FOURTH SUPPLEMENTAL INDENTURE
by and between
TRAVELCENTERS OF AMERICA INC.
(as successor by statutory conversion to
TRAVELCENTERS OF AMERICA LLC)
U.S. BANK NATIONAL ASSOCIATION
DATED AS OF
AUGUST 1, 2019
DATED AS OF
JANUARY 15, 2013
STATUTORY CONVERSION OF ISSUER
TRAVELCENTERS OF AMERICA INC.
This FOURTH SUPPLEMENTAL INDENTURE (this Supplemental Indenture) made and entered into as of August 1, 2019 between TRAVELCENTERS OF AMERICA INC., a Maryland corporation (the Corporation) (as successor by statutory conversion to TRAVELCENTERS OF AMERICA LLC, a Delaware limited liability company (the Company)), and U.S. BANK NATIONAL ASSOCIATION, a national banking association, as trustee (the Trustee).
WHEREAS, the Company and the Trustee are parties to an Indenture, dated as of January 15, 2013 (as amended or supplemented, the Indenture), relating to the Corporations issuance, from time to time, of various series of debt securities of the Corporation;
WHEREAS, the Company has converted from a Delaware limited liability company to a Maryland corporation pursuant to Section 18-216 of the Delaware Limited Liability Company Act and Section 3-904 of the Maryland General Corporate Law (the Conversion), and the Corporation desires to enter into this Supplemental Indenture for the purpose of evidencing such Conversion; and
WHEREAS, Section 901(1) of the Indenture provides that the parties may enter into one or more indentures supplemental to the Indenture to evidence the succession of another Person (as defined in the Indenture) and the assumption by any such successor of the covenants of the Company in the Indenture and in the Securities;
NOW, THEREFORE, THIS SUPPLEMENTAL INDENTURE WITNESSETH:
For and in consideration of the premises set forth herein, it is mutually agreed, for the benefit of all Holders of the Securities, as follows:
Section 1.1 Unless otherwise defined herein, capitalized terms used in this Supplemental Indenture shall have the same meanings assigned to them in the Indenture.
Section 2.1 Pursuant to the Conversion, the Corporation became the successor to the Company under the Indenture and executes this Supplemental Indenture to evidence such succession.
Section 2.2 For the avoidance of doubt all references in the Indenture to TravelCenters of America LLC shall mean TravelCenters of America Inc.
Section 3.1 This Supplemental Indenture shall be effective for all purposes as of the date this Supplemental Indenture has been executed and delivered by the Corporation and the Trustee in accordance with Article IX of the Indenture.
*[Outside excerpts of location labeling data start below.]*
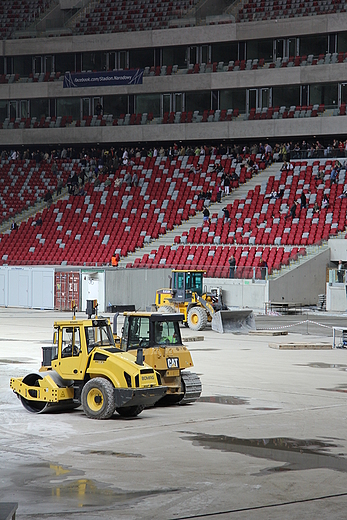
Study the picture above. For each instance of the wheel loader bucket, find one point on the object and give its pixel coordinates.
(233, 321)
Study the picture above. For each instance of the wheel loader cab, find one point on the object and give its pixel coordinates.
(185, 283)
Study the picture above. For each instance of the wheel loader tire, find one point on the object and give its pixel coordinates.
(98, 399)
(130, 411)
(166, 309)
(197, 318)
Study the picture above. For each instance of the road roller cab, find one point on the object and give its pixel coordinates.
(159, 337)
(84, 366)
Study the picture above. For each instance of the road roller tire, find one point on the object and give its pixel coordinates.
(166, 309)
(197, 318)
(130, 411)
(33, 406)
(98, 399)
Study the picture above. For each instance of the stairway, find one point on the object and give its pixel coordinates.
(196, 221)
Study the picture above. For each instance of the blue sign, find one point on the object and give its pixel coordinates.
(106, 79)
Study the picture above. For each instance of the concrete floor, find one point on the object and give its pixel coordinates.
(268, 439)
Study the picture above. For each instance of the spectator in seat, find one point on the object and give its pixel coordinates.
(206, 216)
(219, 193)
(48, 198)
(340, 272)
(325, 202)
(292, 210)
(232, 266)
(303, 200)
(226, 214)
(134, 180)
(127, 178)
(227, 184)
(315, 208)
(38, 222)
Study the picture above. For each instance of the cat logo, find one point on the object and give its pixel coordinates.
(172, 363)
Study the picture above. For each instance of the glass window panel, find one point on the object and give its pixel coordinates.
(22, 65)
(64, 62)
(116, 105)
(323, 94)
(224, 52)
(148, 103)
(315, 45)
(342, 42)
(141, 58)
(233, 99)
(95, 61)
(198, 100)
(288, 96)
(166, 103)
(344, 93)
(3, 110)
(259, 49)
(39, 108)
(69, 107)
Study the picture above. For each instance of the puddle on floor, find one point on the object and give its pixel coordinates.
(58, 482)
(264, 408)
(324, 365)
(224, 399)
(109, 453)
(203, 349)
(340, 388)
(11, 361)
(293, 454)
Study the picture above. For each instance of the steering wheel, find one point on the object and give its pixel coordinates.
(67, 351)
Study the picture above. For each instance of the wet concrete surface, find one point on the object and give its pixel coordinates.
(267, 439)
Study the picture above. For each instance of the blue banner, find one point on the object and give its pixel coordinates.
(106, 79)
The Indenture, as supplemented by this Supplemental Indenture, is in all respects ratified and confirmed as being in full force and effect, and this Supplemental Indenture shall be deemed part of the Indenture in the manner and to the extent herein and therein provided; provided that the provisions of this Supplemental Indenture apply solely with respect to the Notes and do not apply with respect to any other Securities.
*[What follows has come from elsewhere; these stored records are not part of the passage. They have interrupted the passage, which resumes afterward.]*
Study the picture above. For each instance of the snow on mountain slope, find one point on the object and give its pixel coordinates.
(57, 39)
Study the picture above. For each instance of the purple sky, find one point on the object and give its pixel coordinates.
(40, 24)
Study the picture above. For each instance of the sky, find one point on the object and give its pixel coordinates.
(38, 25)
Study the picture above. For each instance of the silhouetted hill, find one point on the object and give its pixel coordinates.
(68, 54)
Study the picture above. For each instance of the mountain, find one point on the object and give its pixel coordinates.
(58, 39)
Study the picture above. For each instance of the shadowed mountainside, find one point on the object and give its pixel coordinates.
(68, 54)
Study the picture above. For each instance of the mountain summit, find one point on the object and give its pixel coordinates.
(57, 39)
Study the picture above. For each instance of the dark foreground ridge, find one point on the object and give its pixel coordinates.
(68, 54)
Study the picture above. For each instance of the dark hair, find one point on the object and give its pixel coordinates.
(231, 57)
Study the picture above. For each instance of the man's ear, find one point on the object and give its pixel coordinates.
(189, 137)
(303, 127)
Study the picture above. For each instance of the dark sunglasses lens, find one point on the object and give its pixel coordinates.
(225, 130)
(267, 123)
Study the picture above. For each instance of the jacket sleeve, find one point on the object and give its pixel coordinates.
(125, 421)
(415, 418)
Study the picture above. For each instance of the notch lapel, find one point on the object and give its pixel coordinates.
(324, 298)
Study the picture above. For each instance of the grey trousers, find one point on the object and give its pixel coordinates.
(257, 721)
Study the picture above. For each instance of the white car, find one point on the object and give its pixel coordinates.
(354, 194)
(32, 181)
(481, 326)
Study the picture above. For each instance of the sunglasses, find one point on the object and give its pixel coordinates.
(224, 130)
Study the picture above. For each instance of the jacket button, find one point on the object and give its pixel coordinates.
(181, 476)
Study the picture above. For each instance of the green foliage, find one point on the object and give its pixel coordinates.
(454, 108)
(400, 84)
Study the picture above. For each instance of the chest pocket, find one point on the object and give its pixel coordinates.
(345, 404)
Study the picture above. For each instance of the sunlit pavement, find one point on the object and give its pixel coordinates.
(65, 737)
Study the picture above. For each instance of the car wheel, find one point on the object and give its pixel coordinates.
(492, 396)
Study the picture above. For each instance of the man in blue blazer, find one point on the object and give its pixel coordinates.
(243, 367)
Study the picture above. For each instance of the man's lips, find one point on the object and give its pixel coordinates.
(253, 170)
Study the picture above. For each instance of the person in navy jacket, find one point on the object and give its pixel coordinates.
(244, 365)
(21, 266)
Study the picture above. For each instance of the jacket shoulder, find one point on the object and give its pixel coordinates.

Section 4.1 In the event any provision of this Supplemental Indenture shall be held invalid or unenforceable by any court of competent jurisdiction, such holding shall not invalidate or render unenforceable any other provision hereof or any provision of the Indenture.
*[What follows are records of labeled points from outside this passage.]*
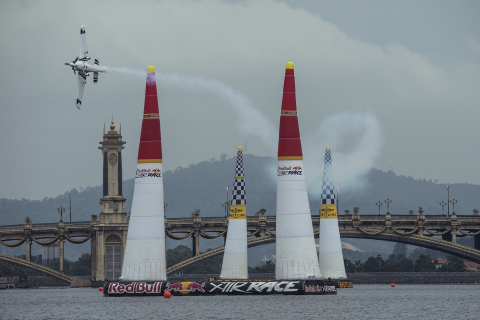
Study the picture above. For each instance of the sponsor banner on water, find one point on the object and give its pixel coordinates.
(328, 211)
(232, 287)
(289, 170)
(144, 173)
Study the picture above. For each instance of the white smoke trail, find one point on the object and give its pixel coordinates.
(349, 168)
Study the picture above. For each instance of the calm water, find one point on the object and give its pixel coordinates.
(361, 302)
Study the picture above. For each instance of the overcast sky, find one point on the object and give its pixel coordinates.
(391, 85)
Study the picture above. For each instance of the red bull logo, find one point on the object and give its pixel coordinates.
(144, 173)
(185, 287)
(193, 286)
(134, 287)
(174, 287)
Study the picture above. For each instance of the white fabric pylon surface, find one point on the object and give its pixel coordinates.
(330, 246)
(235, 264)
(296, 256)
(144, 257)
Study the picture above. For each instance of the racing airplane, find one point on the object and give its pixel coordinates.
(81, 66)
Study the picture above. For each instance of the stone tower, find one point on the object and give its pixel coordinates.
(112, 201)
(110, 230)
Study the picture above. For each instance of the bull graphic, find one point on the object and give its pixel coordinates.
(174, 287)
(193, 286)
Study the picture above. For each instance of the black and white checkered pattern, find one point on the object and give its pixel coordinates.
(328, 189)
(238, 193)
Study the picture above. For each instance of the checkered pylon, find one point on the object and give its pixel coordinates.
(238, 193)
(328, 190)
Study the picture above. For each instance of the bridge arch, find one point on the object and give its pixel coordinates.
(416, 240)
(35, 267)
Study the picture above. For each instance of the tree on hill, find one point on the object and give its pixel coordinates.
(454, 264)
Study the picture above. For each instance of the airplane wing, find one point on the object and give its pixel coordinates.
(82, 79)
(83, 44)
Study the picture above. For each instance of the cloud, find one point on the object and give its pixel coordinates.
(241, 47)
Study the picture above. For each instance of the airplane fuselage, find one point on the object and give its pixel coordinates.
(85, 67)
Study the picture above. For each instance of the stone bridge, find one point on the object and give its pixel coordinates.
(420, 230)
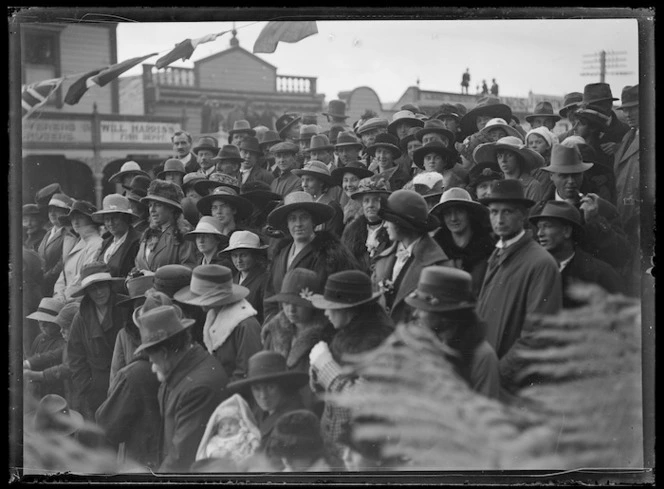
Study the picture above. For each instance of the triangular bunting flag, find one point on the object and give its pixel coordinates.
(35, 95)
(275, 32)
(184, 50)
(112, 72)
(79, 87)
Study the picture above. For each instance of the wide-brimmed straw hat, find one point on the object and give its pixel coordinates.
(376, 185)
(242, 206)
(114, 204)
(297, 287)
(284, 122)
(47, 310)
(458, 197)
(436, 126)
(159, 324)
(565, 159)
(498, 123)
(269, 366)
(94, 273)
(442, 289)
(345, 289)
(401, 117)
(559, 209)
(211, 286)
(530, 159)
(354, 167)
(217, 179)
(448, 153)
(78, 206)
(206, 142)
(385, 140)
(570, 101)
(128, 168)
(136, 289)
(408, 209)
(208, 225)
(54, 414)
(299, 200)
(165, 192)
(244, 240)
(629, 97)
(543, 109)
(61, 201)
(486, 106)
(507, 191)
(241, 126)
(319, 142)
(336, 108)
(317, 169)
(597, 92)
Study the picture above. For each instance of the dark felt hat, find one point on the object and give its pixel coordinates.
(409, 209)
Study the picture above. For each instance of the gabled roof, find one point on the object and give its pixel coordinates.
(232, 50)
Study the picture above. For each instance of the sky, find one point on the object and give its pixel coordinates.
(546, 56)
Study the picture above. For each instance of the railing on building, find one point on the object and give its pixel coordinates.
(296, 84)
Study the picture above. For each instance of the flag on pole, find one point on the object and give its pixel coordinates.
(184, 50)
(275, 32)
(35, 95)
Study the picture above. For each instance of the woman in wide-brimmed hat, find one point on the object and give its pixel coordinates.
(465, 234)
(303, 246)
(361, 324)
(434, 156)
(46, 349)
(120, 246)
(231, 331)
(445, 303)
(229, 208)
(163, 242)
(397, 269)
(92, 338)
(298, 326)
(348, 178)
(84, 251)
(516, 161)
(248, 257)
(317, 181)
(274, 390)
(384, 152)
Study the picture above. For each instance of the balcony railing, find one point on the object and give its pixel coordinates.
(296, 84)
(170, 76)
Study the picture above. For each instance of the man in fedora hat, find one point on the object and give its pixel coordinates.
(521, 278)
(603, 236)
(92, 339)
(285, 154)
(182, 144)
(445, 303)
(397, 269)
(231, 332)
(192, 384)
(120, 245)
(241, 130)
(303, 246)
(599, 95)
(205, 149)
(130, 414)
(251, 169)
(558, 225)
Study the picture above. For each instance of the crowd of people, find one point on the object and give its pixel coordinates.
(201, 318)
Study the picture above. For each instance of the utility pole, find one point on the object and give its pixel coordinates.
(605, 59)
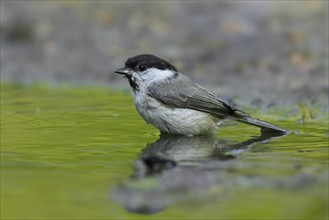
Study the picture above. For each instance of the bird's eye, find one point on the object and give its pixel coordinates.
(141, 68)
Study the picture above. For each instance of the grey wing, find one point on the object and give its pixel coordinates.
(181, 92)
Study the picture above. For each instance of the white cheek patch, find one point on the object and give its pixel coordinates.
(154, 74)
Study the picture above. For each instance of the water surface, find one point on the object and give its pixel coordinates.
(84, 152)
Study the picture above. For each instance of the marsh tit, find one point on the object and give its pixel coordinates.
(174, 104)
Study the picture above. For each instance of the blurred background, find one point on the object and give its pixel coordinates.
(242, 48)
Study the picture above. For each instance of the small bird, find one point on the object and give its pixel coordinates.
(175, 104)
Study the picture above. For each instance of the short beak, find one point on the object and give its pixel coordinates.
(124, 71)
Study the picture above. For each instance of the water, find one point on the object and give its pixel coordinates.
(85, 153)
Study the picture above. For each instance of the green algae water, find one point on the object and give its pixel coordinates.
(84, 153)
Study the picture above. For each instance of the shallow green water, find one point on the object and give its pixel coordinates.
(70, 153)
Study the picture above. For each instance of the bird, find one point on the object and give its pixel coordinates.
(174, 104)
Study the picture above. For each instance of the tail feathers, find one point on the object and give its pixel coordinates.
(265, 126)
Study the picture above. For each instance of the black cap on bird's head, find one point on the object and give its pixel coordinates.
(143, 62)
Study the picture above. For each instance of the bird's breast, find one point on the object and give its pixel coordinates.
(174, 120)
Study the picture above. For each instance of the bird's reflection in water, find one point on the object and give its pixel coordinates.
(177, 167)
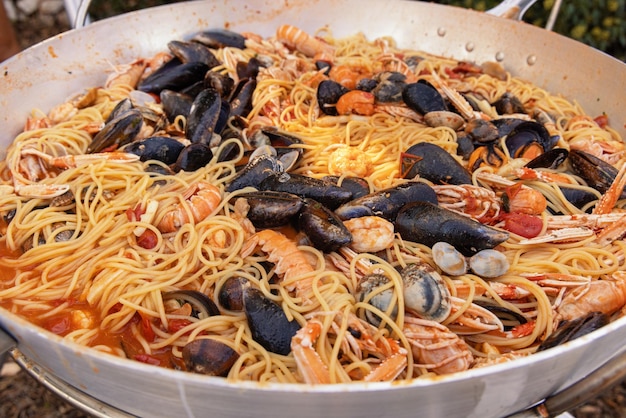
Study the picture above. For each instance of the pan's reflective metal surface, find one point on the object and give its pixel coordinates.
(79, 58)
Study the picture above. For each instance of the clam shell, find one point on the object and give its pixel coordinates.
(449, 259)
(489, 263)
(425, 292)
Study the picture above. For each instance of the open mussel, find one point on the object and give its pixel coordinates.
(319, 190)
(193, 157)
(387, 202)
(322, 227)
(433, 163)
(268, 323)
(176, 78)
(159, 148)
(427, 224)
(529, 140)
(423, 97)
(569, 330)
(220, 38)
(271, 209)
(368, 290)
(203, 116)
(596, 172)
(425, 292)
(193, 52)
(117, 132)
(208, 356)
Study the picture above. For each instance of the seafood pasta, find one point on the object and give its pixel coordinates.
(302, 208)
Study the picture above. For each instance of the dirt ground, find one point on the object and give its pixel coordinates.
(21, 396)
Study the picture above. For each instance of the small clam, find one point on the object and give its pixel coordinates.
(381, 299)
(489, 263)
(444, 118)
(425, 292)
(449, 259)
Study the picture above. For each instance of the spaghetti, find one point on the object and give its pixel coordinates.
(97, 268)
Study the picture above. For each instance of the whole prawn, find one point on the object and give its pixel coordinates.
(290, 261)
(201, 199)
(436, 347)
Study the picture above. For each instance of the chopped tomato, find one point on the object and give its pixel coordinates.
(528, 226)
(176, 325)
(59, 325)
(146, 328)
(602, 120)
(147, 240)
(523, 330)
(148, 359)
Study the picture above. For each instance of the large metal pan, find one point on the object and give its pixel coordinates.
(47, 73)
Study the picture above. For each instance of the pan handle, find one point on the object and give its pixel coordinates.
(601, 379)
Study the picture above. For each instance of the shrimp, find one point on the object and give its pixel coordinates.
(348, 76)
(305, 43)
(201, 199)
(291, 262)
(370, 233)
(351, 161)
(436, 347)
(356, 101)
(606, 296)
(314, 370)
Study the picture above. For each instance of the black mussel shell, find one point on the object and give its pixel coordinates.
(319, 190)
(176, 78)
(389, 87)
(323, 228)
(220, 82)
(268, 323)
(357, 186)
(527, 134)
(508, 104)
(203, 116)
(328, 93)
(597, 173)
(423, 97)
(193, 52)
(433, 163)
(269, 209)
(230, 295)
(123, 106)
(387, 202)
(201, 305)
(175, 104)
(254, 173)
(482, 131)
(550, 159)
(427, 224)
(160, 148)
(578, 197)
(569, 330)
(118, 132)
(241, 98)
(193, 157)
(208, 356)
(220, 38)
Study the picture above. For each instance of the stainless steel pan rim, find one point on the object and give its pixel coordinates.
(79, 58)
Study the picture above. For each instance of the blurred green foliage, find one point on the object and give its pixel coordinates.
(598, 23)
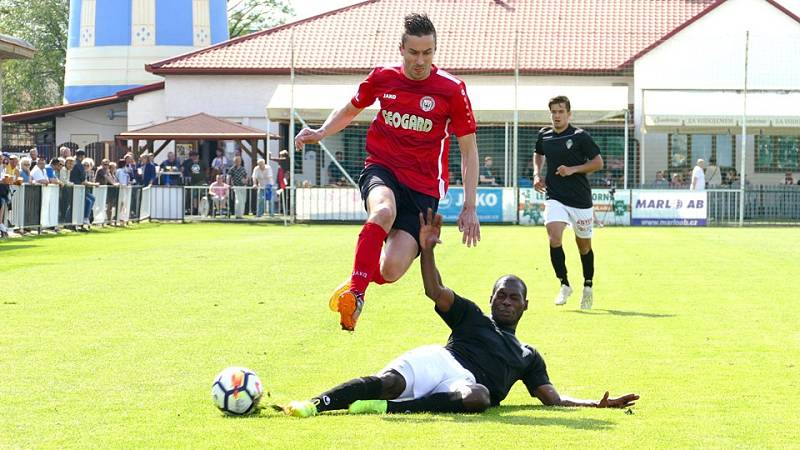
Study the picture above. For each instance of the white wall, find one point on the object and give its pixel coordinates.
(709, 55)
(92, 121)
Section 4.2 To the extent that any terms of this Supplemental Indenture are inconsistent with the terms of the Indenture, the terms of this Supplemental Indenture shall govern and supersede such inconsistent terms.
Section 4.3 The recitals herein contained are made by the Corporation and not by the Trustee, and the Trustee assumes no responsibility for the correctness thereof. The Trustee makes no representation as to the validity or sufficiency of this Supplemental Indenture.
Section 4.4 This Supplemental Indenture shall be governed by and construed in accordance with the laws of the State of New York.
Section 4.5 This Supplemental Indenture may be executed in several counterparts, each of which shall be deemed an original and all of which shall constitute but one and the same instrument.